Feature request: de-rank / unlist / hide paywalled pages

Problem

Sadly, the Internet is becoming less and less open it seems. More and more websites are requiring logins / accounts to view their content. It is getting so egregious that probably about 20% of all websites I visit from the results of Brave Search are paywalls / login prompts instead of the content shown in the search result preview. (I am not blaming the Brave search algorithm, to be clear; this may be the case with Google et. al. as well.)

Solution

It would be awesome if Brave Search implemented a feature to detect, de-rank, or filter out search results that show a login prompt or paywall instead of the content indexed in the search engine result.

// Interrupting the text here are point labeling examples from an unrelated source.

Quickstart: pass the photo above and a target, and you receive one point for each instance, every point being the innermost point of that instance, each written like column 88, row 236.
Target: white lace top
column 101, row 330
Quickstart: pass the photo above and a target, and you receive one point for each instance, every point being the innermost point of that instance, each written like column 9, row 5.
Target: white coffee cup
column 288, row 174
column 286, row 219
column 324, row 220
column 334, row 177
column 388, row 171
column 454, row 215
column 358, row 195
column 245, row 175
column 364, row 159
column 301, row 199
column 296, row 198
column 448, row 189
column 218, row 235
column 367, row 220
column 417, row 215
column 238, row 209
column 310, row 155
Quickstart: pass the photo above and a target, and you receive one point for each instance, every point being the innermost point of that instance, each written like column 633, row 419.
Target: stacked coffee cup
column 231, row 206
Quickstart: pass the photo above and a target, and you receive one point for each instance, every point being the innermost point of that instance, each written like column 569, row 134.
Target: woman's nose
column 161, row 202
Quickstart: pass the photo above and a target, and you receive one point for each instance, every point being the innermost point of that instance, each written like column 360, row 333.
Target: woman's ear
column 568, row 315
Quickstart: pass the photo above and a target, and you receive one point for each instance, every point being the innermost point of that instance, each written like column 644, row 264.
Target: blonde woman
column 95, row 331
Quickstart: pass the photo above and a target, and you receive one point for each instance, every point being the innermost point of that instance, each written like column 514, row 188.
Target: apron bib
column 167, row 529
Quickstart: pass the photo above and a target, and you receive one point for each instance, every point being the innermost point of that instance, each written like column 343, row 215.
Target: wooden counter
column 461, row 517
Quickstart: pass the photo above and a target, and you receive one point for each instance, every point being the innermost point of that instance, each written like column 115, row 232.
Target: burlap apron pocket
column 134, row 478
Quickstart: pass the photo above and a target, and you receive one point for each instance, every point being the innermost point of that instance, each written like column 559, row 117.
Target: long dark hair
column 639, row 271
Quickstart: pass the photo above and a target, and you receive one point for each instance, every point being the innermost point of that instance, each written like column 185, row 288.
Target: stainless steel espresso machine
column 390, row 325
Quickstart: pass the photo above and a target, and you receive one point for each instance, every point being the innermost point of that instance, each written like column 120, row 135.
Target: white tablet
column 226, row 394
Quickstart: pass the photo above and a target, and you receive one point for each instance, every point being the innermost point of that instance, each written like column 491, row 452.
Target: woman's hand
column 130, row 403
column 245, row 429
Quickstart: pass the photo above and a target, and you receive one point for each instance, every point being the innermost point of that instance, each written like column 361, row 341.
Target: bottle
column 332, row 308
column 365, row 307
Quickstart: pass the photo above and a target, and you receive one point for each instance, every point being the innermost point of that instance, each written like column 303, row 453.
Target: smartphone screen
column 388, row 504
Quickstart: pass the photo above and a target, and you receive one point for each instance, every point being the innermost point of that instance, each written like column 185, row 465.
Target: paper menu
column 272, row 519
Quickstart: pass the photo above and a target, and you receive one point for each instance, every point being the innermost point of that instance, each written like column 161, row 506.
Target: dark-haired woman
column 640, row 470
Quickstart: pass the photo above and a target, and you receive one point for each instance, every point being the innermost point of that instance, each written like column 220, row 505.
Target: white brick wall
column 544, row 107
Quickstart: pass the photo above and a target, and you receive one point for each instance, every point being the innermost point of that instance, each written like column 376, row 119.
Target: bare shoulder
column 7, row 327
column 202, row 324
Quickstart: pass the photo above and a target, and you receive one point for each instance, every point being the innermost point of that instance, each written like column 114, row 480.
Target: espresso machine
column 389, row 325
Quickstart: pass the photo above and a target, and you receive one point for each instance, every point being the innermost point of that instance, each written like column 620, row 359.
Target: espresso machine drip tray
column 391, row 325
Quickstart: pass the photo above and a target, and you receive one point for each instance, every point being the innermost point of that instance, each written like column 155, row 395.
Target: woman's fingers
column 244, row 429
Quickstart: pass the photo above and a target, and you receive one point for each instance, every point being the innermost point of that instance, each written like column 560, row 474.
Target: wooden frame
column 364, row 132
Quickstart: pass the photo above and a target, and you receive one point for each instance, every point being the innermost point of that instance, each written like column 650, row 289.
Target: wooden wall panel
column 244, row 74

Even if the results included some sort of “Might be Paywalled / Requires Login” tag next to each such result, that would be an incredible user experience improvement.

Alternative Solution

I don’t know how websites manage to get indexed when they have paywalls or login prompts, but I imagine they strategically show the content without these obstructions when the User-Agent header (or something else) indicates that they are being viewed by a search engine crawler instead of a normal browser.

If this is the case, maybe the Brave browser itself could detect this scenario and retry the navigation to the indexed URL with a spoofed User-Agent header and render that result to the user’s browser. (Or at least ask if the user wants this.)

@jonathanwilbur, this is a great request, and perhaps Brave will consider it in the future.

In the meantime, if you’re unaware, users can create their own Goggles to handle things like this. It’s likely something that would need to be managed by users rather than Brave.

Here are some resources on how to create and use Goggles:

Brave is committed to not reranking or censoring results directly. They provide the most relevant results from their database, and it’s up to us as users to use tools like Goggles to customize or rerank those results.

I’m hoping they simplify the process of creating Goggles in the future, but for now, this is essentially what Brave has communicated when similar questions have been raised.

I understand the principle of not censoring results, but I think more is going on than merely a text-matching when I search for something already: for instance, when I perform a search, I start off in using “Moderate” Safe Search, which presumably filters out some vulgar results or results with malware. So it seems like there is already a little “censorship” happening at some level, if you want to call it that; but it is understood that this is desirable as a default and you can turn it off. I think it would be objectively desirable to add demotion of “walled” results to the default ranking algorithm, so users do not have to use Goggles to “hack” these results away.

That said, however, it sounds like Brave would be more open to merely tagging search results that use paywalls / login walls and defining Goggles rules whereby these can be re-ranked. I looked into Goggles and I don’t see a feature where I could do this, but it seems like it shouldn’t be too complicated to add it there. But adding recognition of this to the crawler itself and to the existing data might be a challenge…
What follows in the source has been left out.